Temperature dependence of metabolic rate in tropical and temperate aquatic insects: Support for the Climate Variability Hypothesis in mayflies but not stoneflies

A fundamental gap in climate change vulnerability research is an understanding of the relative thermal sensitivity of ectotherms. Aquatic insects are vital to stream ecosystem function and biodiversity but insufficiently studied with respect to their thermal physiology. With global temperatures rising at an unprecedented rate, it is imperative that we know how aquatic insects respond to increasing temperature and whether these responses vary among taxa, latitudes, and elevations. We evaluated the thermal sensitivity of standard metabolic rate in stream‐dwelling baetid mayflies and perlid stoneflies across a ~2,000 m elevation gradient in the temperate Rocky Mountains in Colorado, USA, and the tropical Andes in Napo, Ecuador. We used temperature‐controlled water baths and microrespirometry to estimate changes in oxygen consumption. Tropical mayflies generally exhibited greater thermal sensitivity in metabolism compared to temperate mayflies; tropical mayfly metabolic rates increased more rapidly with temperature and the insects more frequently exhibited behavioral signs of thermal stress. By contrast, temperate and tropical stoneflies did not clearly differ. Varied responses to temperature among baetid mayflies and perlid stoneflies may reflect differences in evolutionary history or ecological roles as herbivores and predators, respectively. Our results show that there is physiological variation across elevations and species and that low‐elevation tropical mayflies may be especially imperiled by climate warming. Given such variation among species, broad generalizations about the vulnerability of tropical ectotherms should be made more cautiously.
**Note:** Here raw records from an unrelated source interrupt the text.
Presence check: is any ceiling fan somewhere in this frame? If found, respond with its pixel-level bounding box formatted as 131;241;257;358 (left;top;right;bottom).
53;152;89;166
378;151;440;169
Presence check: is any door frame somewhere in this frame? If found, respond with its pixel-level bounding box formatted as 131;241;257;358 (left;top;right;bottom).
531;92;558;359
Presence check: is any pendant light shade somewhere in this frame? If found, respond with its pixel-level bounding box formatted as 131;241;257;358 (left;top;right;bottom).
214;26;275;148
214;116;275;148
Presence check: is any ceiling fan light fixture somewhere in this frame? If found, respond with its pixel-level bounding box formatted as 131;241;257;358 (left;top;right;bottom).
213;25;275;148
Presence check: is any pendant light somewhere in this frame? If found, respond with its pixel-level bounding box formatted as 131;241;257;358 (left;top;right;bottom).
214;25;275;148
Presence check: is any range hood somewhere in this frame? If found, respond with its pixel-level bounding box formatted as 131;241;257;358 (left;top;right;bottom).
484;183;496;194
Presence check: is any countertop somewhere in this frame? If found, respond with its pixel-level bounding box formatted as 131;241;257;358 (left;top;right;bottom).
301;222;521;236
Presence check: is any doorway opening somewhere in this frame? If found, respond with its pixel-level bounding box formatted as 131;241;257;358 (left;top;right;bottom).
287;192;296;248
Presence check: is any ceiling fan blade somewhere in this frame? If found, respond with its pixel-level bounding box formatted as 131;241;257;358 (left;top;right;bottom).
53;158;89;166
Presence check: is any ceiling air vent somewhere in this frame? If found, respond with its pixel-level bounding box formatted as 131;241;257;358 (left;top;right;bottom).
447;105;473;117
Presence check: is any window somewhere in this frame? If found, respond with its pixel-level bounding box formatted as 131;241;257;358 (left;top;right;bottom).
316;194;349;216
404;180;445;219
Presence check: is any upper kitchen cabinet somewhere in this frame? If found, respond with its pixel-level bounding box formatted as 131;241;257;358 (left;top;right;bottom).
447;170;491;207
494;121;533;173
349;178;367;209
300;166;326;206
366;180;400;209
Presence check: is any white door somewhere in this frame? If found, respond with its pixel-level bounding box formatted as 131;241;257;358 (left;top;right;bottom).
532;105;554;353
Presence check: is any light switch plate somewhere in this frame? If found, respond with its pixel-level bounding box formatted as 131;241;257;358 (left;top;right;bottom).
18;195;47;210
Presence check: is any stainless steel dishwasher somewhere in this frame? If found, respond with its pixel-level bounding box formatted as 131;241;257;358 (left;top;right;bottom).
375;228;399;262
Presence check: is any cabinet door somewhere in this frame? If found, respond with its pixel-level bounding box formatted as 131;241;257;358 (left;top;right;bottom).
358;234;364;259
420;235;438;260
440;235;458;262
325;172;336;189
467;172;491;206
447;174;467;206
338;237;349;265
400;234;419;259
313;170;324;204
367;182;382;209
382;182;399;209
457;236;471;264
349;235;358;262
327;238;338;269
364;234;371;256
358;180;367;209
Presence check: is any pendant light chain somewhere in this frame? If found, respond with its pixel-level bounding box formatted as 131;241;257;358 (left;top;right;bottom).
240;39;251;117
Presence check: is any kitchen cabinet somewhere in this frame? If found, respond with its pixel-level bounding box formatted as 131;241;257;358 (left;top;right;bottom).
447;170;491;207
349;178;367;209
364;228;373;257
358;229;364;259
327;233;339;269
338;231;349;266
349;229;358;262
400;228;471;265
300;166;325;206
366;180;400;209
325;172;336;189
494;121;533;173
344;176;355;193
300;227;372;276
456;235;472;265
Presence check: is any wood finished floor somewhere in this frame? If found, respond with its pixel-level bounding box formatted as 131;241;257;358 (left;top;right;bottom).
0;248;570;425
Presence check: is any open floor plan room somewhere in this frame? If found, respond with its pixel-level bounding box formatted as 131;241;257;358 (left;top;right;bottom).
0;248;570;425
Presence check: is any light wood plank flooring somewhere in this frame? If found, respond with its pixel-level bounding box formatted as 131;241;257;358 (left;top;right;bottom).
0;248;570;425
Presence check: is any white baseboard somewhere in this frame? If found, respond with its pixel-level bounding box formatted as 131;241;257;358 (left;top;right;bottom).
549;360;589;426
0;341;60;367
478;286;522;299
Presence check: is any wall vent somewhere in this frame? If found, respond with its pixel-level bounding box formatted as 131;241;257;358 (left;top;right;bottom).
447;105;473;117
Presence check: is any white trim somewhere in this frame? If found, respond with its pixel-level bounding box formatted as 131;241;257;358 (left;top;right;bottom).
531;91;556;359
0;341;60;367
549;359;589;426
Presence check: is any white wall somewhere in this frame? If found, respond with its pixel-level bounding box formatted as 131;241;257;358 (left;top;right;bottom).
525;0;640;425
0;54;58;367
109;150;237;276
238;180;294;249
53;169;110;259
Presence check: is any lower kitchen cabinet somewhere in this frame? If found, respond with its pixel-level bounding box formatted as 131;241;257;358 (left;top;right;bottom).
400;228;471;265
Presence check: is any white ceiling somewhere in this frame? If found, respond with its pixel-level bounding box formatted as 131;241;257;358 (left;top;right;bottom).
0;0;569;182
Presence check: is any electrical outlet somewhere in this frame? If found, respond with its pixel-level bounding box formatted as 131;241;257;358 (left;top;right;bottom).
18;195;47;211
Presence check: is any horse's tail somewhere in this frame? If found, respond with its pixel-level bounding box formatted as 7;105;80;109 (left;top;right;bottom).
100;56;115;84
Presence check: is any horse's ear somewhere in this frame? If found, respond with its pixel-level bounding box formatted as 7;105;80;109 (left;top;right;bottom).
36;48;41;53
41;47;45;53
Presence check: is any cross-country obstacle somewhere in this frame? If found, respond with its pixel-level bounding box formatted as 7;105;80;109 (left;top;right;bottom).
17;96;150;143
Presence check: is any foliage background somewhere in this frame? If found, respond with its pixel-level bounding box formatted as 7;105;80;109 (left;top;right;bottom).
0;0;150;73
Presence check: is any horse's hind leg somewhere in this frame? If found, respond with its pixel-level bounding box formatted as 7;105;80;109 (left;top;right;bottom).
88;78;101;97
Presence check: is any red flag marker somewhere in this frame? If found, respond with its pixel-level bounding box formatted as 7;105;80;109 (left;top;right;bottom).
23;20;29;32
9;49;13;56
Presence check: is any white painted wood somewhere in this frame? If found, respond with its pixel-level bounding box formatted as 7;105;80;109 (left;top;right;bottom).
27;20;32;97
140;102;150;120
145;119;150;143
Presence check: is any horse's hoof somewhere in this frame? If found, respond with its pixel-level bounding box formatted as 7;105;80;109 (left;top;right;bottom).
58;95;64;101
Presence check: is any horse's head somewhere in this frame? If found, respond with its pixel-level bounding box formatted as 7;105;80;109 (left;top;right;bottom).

Schematic of expectations for change in standard metabolic rate (SMR; O2 consumption) and performance in response to temperature in an aquatic ectotherm. The thermal performance curve (TPC; green line) is a functional performance trait where higher performance is better. TOPT, where performance is highest, reflects the animal's preferred temperature. The oxygen consumption curve (dashed line) is a special case of TPC. T‐MRPEAK represents the temperature at which SMR is so high that it equals maximum metabolic rate. Predictions for variation in metabolic rate, based on the Climate Variability Hypothesis, are shown on the right. Our predictions were met in mayflies, but not stoneflies.